Reference Architecture · agent

QA Testing Agent

Last updated: April 16, 2026

Quick answer

The production stack uses Claude Sonnet 4 for test generation, an ephemeral sandbox (Vercel Sandbox, Daytona, or Docker) for execution, and Opus 4 for post-mortem analysis on failures. Expect $0.20–$1.00 per file tested and 30s–3min per test run. Key pattern: separate 'write tests' from 'fix tests' prompts — conflating them produces tests that just pass trivially.

The problem

Most codebases have 30–60% test coverage and gaps are where bugs hide. You need an agent that reads source + requirements, proposes high-value test cases (edge cases, error paths, not just happy path), writes them in your test framework, runs them, and diagnoses failures. The hard parts are generating tests that catch real bugs instead of tautological assertions, running them safely in an isolated environment, and distinguishing genuine failures from flakes.

Architecture

on failif real failureif passTriggerINPUTCode + Requirements RetrievalDATATest Case PlannerLLMTest Code GeneratorLLMEphemeral Execution SandboxINFRAFlake DetectorINFRAFailure DiagnoserLLMPR Comment / ReportOUTPUT
input
llm
data
infra
output

Trigger

PR opened, /test command in CI, nightly coverage scan, or file change event from a watch mode.

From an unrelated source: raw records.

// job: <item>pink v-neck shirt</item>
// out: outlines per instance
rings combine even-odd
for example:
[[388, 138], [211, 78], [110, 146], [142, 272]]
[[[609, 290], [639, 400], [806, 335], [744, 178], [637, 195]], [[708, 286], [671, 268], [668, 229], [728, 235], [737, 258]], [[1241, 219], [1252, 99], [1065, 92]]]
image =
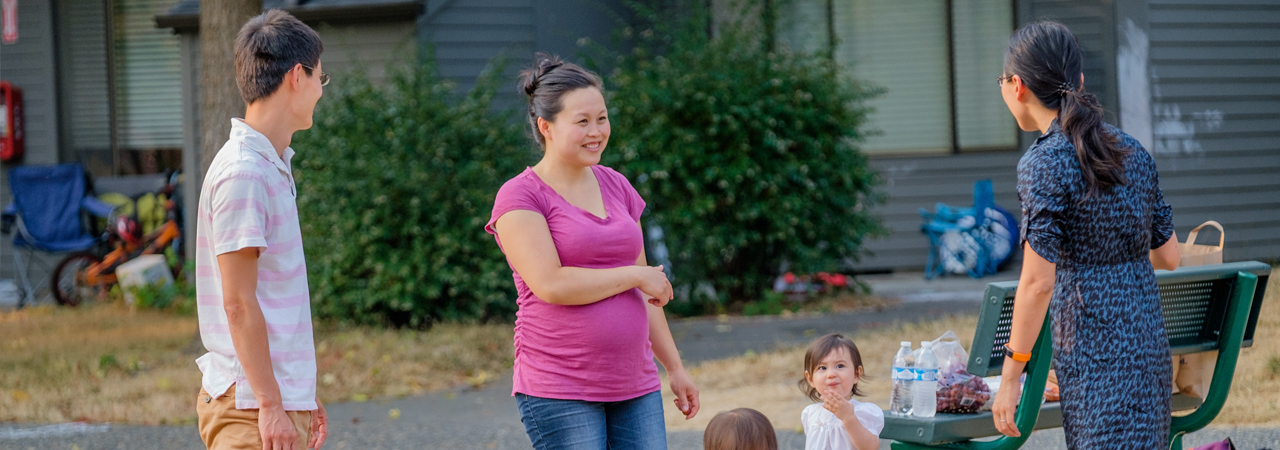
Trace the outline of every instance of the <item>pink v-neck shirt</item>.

Alternatives: GitHub Actions, Pre-commit hook, CLI

Code + Requirements Retrieval

Pulls the target source file, related types, existing tests in the same module, and any linked requirements (PR description, Linear issue).

Alternatives: pgvector, Sourcegraph, Simple filesystem search

Test Case Planner

Enumerates test cases: happy path, edge cases (empty, null, max, min, concurrency), error paths. Prioritizes by estimated defect-finding value.

Alternatives: Claude Opus 4 for critical paths, GPT-4o

Test Code Generator

Generates test code in the project's framework (Jest/Vitest/Pytest/Go test). Matches existing test style and uses project fixtures.

Alternatives: GPT-4o, DeepSeek R1

Ephemeral Execution Sandbox

Spins up isolated container with the project's runtime, runs tests, captures output + coverage delta. Times out at 5 min.

Alternatives: Daytona, Docker-in-Docker, E2B, Modal

Flake Detector

Any failing test is re-run 3 times. If pass:fail ratio is non-deterministic, flag as flake and do not block the PR.

Alternatives: BuildKite Test Engine, CircleCI Flaky Test Detection, Custom

Failure Diagnoser

On real failure, reads error + test + source code, writes a root-cause analysis, optionally proposes a code or test fix.

Alternatives: Claude Sonnet 4, GPT-4o reasoning

PR Comment / Report

Posts new tests, failures with diagnoses, coverage delta, and suggested fixes back to the PR or Slack.

Alternatives: GitHub PR comment, Slack thread, Dashboard

The stack

Test generator LLMClaude Sonnet 4

Sonnet 4 produces tests that match existing project style better than GPT-4o and generates more meaningful edge cases. DeepSeek R1 is a strong cheap alternative but more verbose.

Alternatives: GPT-4o, DeepSeek R1

Failure diagnoserClaude Opus 4

Root-cause analysis on a failed test is a reasoning task. Opus 4 with extended thinking finds real bugs that Sonnet misses, worth the cost for the ~20% of runs that fail.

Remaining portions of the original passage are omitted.